In 2006, the third Legacy of Servant Leadership Lifetime Achievement Award was presented to Dabney Kennedy.
Dabney Kennedy was born in March 1936, in Stephenville, Texas, a little town about 70 miles southwest of Fort Worth. He enrolled in Cub Scouting and earned the Arrow of Light. When old enough, he became a Boy Scout, serving first as patrol leader and later as senior patrol leader. He earned the Eagle Award, with palms, and then went on to join Explorers and earn that program’s Silver Award.
Kennedy was inducted into the very small Otena lodge in 1950. The lodge was so young that there were no Brotherhood Honor members in it at that point. In 1952, Kennedy became Otena’s first Brotherhood member and was bestowed this honor by Karankawa Lodge. In 1954 he was in his lodge’s first class of Vigil Honor members and received the name “Akikta” which is interpreted as “One Who Works With Determination.” Kennedy served as lodge secretary, two terms as lodge chief, and at the age of 18 he was appointed to be the “junior lodge adviser”. Kennedy attended as a youth numerous area meetings, and got to know E. Urner Goodman.
He served on the camp staff and later became the camp director. At the National Jamboree in 1957 at Valley Forge he served on the OA Service Corps and led his lodge delegation to NOAC in Lawrence, Kansas in 1958. Since 1958, Kennedy has participated in and played an instrumental part in the production of over 30 national events for the Order. He served the Order as the program chairman for over ten National OA Conferences (NOAC) where he was responsible for most of the coordination of NOAC.
Dabney is a recipient of the OA Distinguished Service Award (1969), Silver Beaver (1970), and Silver Antelope (1989). He has served as Cubmaster, Troop Committee Chairman, Council Camping Chairman, Lodge Adviser of Colonneh Lodge for 20 years, and section adviser for 22 years. He was appointed Vice Chairman of Program in 1985 for the National OA Committee, a post he held through 1996 – and he served as the lead adviser for NOAC and other national OA events during those years.
These accomplishments, however impressive themselves, cannot begin to describe the positive influence and mark Dabney has left on the Order. Kennedy also made an impact on the Order as a whole by designing and creating the Founder’s Award. As a visionary of his time, he realized the need to have a national event every summer and the importance of electing new national youth officers for one-year terms instead of two-year terms. Dabney was appointed to the National OA Committee in 1970 and quickly got involved in the development and implementation of the Order’s national programs. He helped to create the OA 60th Anniversary / Bicentennial Award, rolled out in 1975, and later NOAC participation awards and the OA 75th Anniversary Award. He created the OA’s history in coins and guided the production and preservation of the video footage of Dr. Goodman.
Outside of Scouting, in 1964 Kennedy graduated from the University of Texas, School of Pharmacy and had a very successful career as a pharmacist. Most notably, he spent 30 years working for the Dow Chemical Company as a Regional Sales Manager, National Sales Trainer, and National Safety Manager. He married his wife Peggy Jean in 1960 and has two sons that are both Eagle Scouts and members of the Order.
When he received the Lifetime Achievement Award, he wore the sash Goodman gave to Carl Marchetti—the same sash Marchetti wore to receive his Lifetime Achievement Award. Kennedy wished that all future recipients would wear the sash when accepting the award.

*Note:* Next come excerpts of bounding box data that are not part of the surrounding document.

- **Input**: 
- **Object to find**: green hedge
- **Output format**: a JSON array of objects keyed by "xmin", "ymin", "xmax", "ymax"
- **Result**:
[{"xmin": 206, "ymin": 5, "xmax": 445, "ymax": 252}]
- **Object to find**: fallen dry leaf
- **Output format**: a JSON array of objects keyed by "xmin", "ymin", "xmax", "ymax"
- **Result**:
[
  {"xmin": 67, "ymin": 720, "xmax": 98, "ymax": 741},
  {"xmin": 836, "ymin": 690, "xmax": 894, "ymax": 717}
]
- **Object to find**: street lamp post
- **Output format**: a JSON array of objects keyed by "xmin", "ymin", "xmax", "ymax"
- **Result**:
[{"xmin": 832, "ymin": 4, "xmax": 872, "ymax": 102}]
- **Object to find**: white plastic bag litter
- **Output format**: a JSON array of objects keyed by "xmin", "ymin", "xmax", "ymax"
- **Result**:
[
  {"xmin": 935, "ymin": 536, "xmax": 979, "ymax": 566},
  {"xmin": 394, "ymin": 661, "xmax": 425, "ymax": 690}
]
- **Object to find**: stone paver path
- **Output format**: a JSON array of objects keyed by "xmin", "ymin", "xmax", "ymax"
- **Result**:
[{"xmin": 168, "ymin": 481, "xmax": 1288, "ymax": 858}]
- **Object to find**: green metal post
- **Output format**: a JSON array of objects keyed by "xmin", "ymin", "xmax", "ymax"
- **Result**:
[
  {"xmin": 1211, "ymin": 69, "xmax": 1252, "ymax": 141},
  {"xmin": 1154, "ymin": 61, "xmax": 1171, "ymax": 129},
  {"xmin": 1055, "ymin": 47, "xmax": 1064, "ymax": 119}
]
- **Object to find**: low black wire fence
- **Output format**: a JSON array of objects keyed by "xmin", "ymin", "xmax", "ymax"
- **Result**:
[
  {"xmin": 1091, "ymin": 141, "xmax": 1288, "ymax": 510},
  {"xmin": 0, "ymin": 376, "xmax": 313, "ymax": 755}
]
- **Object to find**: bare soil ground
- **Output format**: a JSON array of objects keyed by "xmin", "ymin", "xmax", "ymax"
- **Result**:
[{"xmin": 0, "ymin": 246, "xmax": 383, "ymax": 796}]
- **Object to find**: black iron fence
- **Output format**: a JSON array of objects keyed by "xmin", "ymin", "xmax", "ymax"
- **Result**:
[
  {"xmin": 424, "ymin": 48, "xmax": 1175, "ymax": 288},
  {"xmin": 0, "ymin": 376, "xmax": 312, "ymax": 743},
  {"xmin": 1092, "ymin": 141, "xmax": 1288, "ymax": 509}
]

When asked about his strong and continued magnetic passion for the Order of the Arrow he responded that the most rewarding part of continued service was being able to watch young boys grow and develop into strong, mature leaders through the Order. He went on to say that a NOAC is so important and unique because the youth volunteers set the standard. NOAC allows young leaders to breathe new life and ideas into the Order and gives them a chance to nurture their strengths as young men and the leaders of tomorrow.
Those who are acquainted with Dabney and have benefited from his counsel know first-hand of his effectiveness as an adviser and mentor, of his persistence and determination. He is known to be inspired and inspiring, motivated and motivating. He is passionate about everything he undertakes, an innovator and a peacemaker. Arrowmen of all ages admire him. Dabney Kennedy is truly an inspirational leader and the Order of the Arrow is fortunate to have such a devoted volunteer who seeks, and challenges others to seek, the higher vision.